Cet exemplaire présente un corps en cuir avec toutes les garnitures en fer feldgrau, la plaque frontale au griffon badois, des jugulaires en cuir d’origine fixées au bouton 91, les deux cocardes, un couvre-nuque avec curseur de ventilation (Belüftungsschieber), la pointe amovible à fermeture à baïonnette et une coiffe intérieure en cuir lacé. La taille est d’environ 54.
Victory Way – New York, 1919
Après l’Armistice de novembre 1918, les troupes du Corps expéditionnaire américain (American Expeditionary Forces) rassemblèrent les Pickelhauben allemandes capturées, principalement dans les dépôts d’approvisionnement et les entrepôts allemands des territoires occupés. Ces collectes se concentrèrent sur l’équipement stocké plutôt que sur des récupérations individuelles sur le champ de bataille.
En 1919, les New-Yorkais organisèrent la célébration nationale de la victoire. Le fait d’avoir triomphé dans la “Guerre pour mettre fin à toutes les guerres” revêtait une importance considérable, et la Park Avenue fut transformée pour l’occasion. Pendant une semaine entière, un tronçon de cinq blocs de l’une des rues les plus fréquentées de New York fut fermé pour créer le corridor appelé “Victory Way.” D’imposantes pyramides de casques allemands capturés et empilés constituèrent les points focaux spectaculaires de cette voie triomphale.

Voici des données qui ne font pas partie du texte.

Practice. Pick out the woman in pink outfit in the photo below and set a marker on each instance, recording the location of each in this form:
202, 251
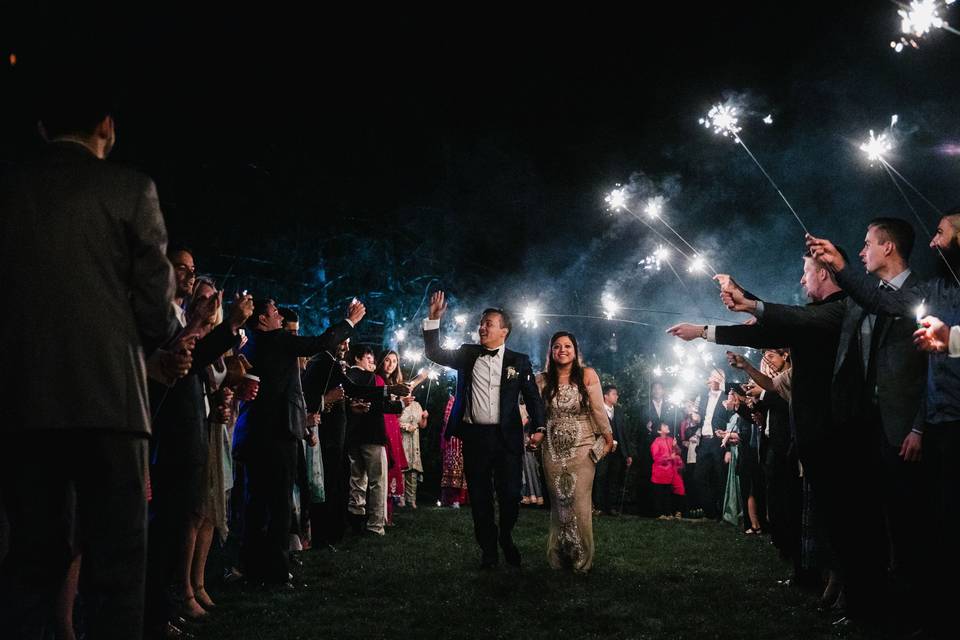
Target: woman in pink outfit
388, 372
665, 474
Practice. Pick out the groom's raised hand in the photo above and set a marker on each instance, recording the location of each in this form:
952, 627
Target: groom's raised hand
438, 305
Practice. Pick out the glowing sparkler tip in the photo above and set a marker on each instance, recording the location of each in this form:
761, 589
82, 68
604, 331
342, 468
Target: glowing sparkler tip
610, 305
654, 207
697, 265
529, 316
876, 147
616, 199
723, 119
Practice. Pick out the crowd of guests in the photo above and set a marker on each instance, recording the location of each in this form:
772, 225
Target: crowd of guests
166, 409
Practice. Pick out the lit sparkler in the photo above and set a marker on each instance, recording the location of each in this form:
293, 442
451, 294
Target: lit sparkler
610, 305
654, 207
918, 19
529, 316
724, 119
697, 265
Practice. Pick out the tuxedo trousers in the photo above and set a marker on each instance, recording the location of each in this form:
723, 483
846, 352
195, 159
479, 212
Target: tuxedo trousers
271, 467
710, 476
70, 493
492, 469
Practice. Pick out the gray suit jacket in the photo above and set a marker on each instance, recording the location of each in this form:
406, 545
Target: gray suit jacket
88, 292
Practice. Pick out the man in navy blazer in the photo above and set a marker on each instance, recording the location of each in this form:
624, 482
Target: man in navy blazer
486, 418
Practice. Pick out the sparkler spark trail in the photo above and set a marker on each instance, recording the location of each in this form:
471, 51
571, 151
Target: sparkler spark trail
723, 120
617, 200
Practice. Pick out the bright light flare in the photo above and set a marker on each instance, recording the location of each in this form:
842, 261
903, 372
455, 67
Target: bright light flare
876, 147
697, 265
610, 305
529, 316
654, 207
616, 199
722, 119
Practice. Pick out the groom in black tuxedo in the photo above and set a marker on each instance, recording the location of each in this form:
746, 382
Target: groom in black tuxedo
486, 418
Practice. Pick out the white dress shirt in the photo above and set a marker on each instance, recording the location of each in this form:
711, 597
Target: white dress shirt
484, 399
707, 417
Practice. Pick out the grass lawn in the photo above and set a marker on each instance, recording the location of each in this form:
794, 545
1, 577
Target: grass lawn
651, 579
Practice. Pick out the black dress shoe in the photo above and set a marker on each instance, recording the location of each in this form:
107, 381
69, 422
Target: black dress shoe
512, 555
488, 561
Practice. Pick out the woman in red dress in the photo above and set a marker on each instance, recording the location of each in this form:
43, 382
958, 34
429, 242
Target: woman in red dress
665, 474
388, 372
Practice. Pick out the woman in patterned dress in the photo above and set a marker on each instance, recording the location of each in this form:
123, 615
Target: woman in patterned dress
578, 435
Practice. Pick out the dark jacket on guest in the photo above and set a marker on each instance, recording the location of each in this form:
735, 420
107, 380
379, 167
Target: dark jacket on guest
279, 410
82, 244
897, 368
813, 350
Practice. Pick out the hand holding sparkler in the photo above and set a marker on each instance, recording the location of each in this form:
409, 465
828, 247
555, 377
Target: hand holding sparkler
933, 335
686, 331
733, 296
438, 305
356, 311
825, 252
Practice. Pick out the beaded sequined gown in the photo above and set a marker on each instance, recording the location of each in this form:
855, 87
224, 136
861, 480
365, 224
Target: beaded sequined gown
572, 430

Le gouvernement américain exposa les casques devant le Grand Central Terminal pour inciter les New-Yorkais à acheter des emprunts de guerre. Des casques allemands furent également décernés comme récompenses aux fonctionnaires ayant réussi à vendre ces emprunts. L’armement et les casques allemands capturés furent ensuite vendus aux enchères et par d’autres moyens afin de rembourser la dette de guerre. La majeure partie de l’exposition avait été vendue lorsqu’elle fut démontée fin 1919, les pièces restantes étant ensuite cédées à des particuliers sur demande.

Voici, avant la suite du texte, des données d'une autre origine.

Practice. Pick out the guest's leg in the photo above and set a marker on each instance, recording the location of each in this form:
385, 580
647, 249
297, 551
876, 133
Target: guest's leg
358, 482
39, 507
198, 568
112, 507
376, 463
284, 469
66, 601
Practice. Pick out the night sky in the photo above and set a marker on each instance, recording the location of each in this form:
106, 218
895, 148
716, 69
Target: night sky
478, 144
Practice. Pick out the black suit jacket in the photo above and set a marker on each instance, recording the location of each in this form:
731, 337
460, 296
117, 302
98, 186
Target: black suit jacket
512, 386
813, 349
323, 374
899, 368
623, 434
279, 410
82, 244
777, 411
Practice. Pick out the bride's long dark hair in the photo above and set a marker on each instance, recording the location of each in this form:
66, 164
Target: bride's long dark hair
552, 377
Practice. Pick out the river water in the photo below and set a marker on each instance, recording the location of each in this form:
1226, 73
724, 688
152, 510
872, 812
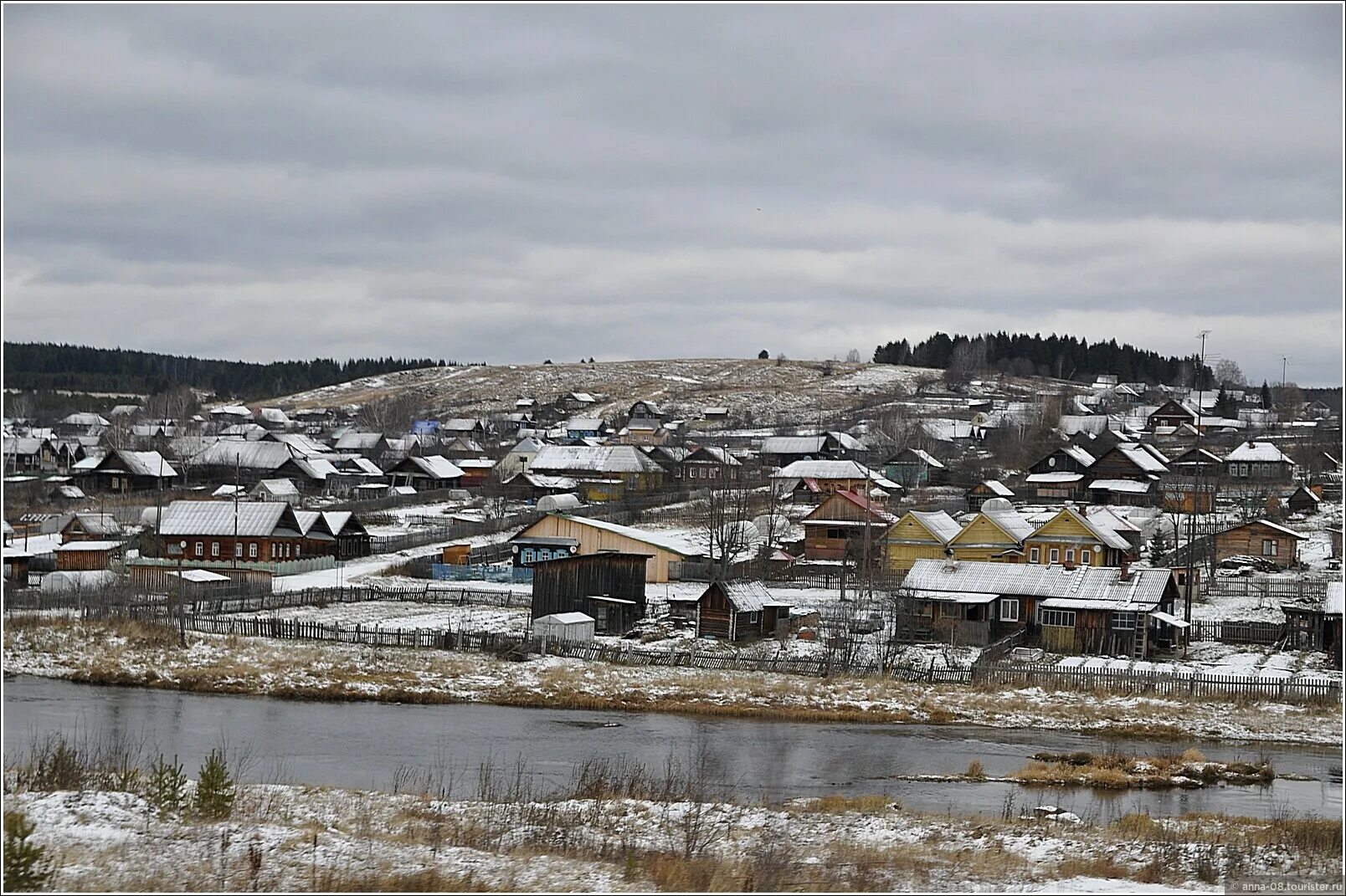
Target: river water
362, 745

Provenance et intérêt pour les collectionneurs
Ce qui distingue ce casque des autres Pickelhauben Modèle 1915 conservées est sa connexion documentée avec l’exposition de Victory Way. L’arrière de la bombe porte une étiquette originale l’identifiant comme l’un des casques destinés à la pyramide. Au bas du couvre-nuque subsiste un anneau métallique original – le mécanisme physique par lequel le casque était fixé à la structure de la pyramide. Le vendeur indique qu’il s’agit du premier casque de ce type avec cette provenance qu’il ait pu acquérir en plus de quarante ans d’activité sur le marché, ce qui témoigne de l’extrême rareté des exemplaires survivants dotés de leur documentation de provenance.

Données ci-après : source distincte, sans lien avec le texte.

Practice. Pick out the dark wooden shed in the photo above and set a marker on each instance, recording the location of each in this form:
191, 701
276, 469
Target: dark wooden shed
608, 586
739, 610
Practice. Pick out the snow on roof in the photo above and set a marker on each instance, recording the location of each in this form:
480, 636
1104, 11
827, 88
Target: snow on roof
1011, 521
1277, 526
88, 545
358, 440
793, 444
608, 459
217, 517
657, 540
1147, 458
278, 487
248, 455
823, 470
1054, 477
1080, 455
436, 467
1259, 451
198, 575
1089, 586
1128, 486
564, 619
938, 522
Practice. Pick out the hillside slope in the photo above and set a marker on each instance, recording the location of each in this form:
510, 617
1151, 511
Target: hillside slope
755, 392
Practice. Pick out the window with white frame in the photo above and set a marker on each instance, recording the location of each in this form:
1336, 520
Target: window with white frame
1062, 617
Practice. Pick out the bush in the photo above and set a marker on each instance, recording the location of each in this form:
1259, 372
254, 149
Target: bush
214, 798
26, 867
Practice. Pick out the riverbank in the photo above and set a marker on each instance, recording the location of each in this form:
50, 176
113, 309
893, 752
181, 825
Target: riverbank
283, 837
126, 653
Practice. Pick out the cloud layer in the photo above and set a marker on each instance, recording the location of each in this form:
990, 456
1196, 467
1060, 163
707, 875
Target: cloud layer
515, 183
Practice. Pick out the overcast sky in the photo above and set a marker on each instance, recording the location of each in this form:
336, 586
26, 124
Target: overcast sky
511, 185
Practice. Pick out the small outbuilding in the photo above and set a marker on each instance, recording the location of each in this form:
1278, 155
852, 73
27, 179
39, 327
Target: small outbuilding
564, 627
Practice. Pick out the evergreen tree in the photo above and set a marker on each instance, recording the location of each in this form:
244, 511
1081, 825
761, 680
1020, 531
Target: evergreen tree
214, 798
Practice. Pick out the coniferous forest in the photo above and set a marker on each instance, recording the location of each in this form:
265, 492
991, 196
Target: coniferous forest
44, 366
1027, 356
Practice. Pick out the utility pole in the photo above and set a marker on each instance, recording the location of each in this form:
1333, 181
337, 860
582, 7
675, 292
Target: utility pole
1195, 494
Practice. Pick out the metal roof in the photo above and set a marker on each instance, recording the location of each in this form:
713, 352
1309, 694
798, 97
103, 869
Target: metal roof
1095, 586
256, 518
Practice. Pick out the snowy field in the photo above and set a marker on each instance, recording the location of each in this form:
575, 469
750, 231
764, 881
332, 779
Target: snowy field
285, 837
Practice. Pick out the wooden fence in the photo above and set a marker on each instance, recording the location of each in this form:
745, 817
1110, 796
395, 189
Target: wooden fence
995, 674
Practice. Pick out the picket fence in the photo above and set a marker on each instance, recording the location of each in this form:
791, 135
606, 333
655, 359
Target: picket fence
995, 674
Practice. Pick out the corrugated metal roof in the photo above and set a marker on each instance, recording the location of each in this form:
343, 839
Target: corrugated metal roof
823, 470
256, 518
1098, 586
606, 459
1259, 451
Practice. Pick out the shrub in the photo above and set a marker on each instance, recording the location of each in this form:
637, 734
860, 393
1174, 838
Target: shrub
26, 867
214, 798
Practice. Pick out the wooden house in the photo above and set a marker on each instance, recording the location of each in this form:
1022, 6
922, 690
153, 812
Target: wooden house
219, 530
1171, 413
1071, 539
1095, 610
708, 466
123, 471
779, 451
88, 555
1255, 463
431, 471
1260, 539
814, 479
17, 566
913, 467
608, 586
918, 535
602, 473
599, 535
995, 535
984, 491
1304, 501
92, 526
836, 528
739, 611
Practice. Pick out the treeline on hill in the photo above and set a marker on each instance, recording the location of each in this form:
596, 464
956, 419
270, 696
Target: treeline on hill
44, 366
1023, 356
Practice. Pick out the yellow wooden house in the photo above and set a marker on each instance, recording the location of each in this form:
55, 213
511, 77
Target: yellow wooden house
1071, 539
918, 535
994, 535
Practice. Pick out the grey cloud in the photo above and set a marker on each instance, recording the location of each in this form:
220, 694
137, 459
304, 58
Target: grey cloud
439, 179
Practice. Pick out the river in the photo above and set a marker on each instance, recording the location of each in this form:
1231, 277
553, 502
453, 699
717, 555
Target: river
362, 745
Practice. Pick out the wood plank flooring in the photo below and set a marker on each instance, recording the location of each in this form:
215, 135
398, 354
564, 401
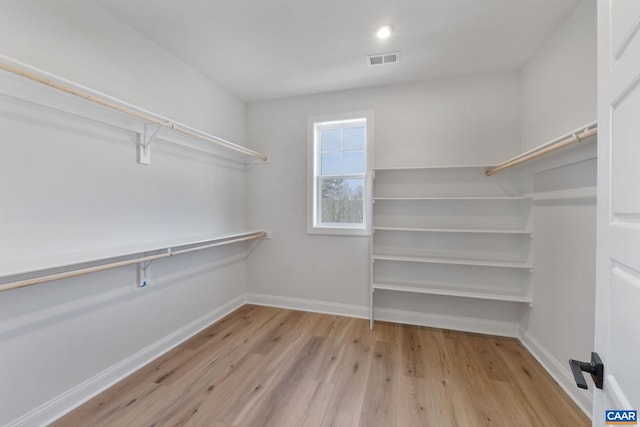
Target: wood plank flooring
264, 366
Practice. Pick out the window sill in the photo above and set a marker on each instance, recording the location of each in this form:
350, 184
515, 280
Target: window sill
338, 231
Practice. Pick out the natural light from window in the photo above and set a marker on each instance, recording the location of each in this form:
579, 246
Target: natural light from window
339, 167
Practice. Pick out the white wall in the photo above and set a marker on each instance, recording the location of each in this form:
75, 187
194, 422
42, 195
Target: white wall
459, 121
559, 95
68, 185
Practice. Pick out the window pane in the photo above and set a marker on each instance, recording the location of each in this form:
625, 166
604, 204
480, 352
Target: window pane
354, 138
342, 201
330, 140
330, 163
353, 162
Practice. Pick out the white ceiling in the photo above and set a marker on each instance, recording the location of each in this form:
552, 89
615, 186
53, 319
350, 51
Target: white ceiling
263, 49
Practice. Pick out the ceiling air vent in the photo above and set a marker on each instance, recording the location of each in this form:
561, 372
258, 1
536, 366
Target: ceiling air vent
384, 58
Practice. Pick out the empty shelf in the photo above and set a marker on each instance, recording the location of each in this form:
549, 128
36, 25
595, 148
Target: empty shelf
454, 261
434, 289
513, 198
454, 230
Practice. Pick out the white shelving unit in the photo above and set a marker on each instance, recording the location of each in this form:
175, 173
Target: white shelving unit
451, 231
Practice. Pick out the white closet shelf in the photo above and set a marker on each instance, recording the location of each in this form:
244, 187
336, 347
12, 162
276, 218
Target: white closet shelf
417, 168
455, 230
453, 291
147, 123
488, 198
27, 266
454, 261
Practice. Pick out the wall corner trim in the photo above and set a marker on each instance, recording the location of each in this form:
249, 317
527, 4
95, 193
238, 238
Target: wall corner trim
559, 372
74, 397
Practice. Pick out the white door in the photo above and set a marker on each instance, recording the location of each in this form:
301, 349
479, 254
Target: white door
618, 257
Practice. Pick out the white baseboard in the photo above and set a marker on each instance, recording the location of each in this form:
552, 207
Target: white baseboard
55, 408
62, 404
466, 324
314, 306
559, 372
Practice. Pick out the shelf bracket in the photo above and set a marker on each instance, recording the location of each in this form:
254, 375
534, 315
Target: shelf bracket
144, 143
144, 274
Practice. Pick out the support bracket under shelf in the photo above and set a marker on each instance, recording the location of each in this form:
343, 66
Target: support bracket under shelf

Ce casque se situe ainsi au carrefour de plusieurs récits historiques : l’évolution du couvre-chef militaire allemand pendant la Première Guerre mondiale, les traditions militaires distinctives du Grand-Duché de Bade, et un épisode unique de la culture de la victoire américaine – un artefact tangible de la manière dont les trophées de guerre furent transformés en instruments de spectacle public et de collecte de fonds civique.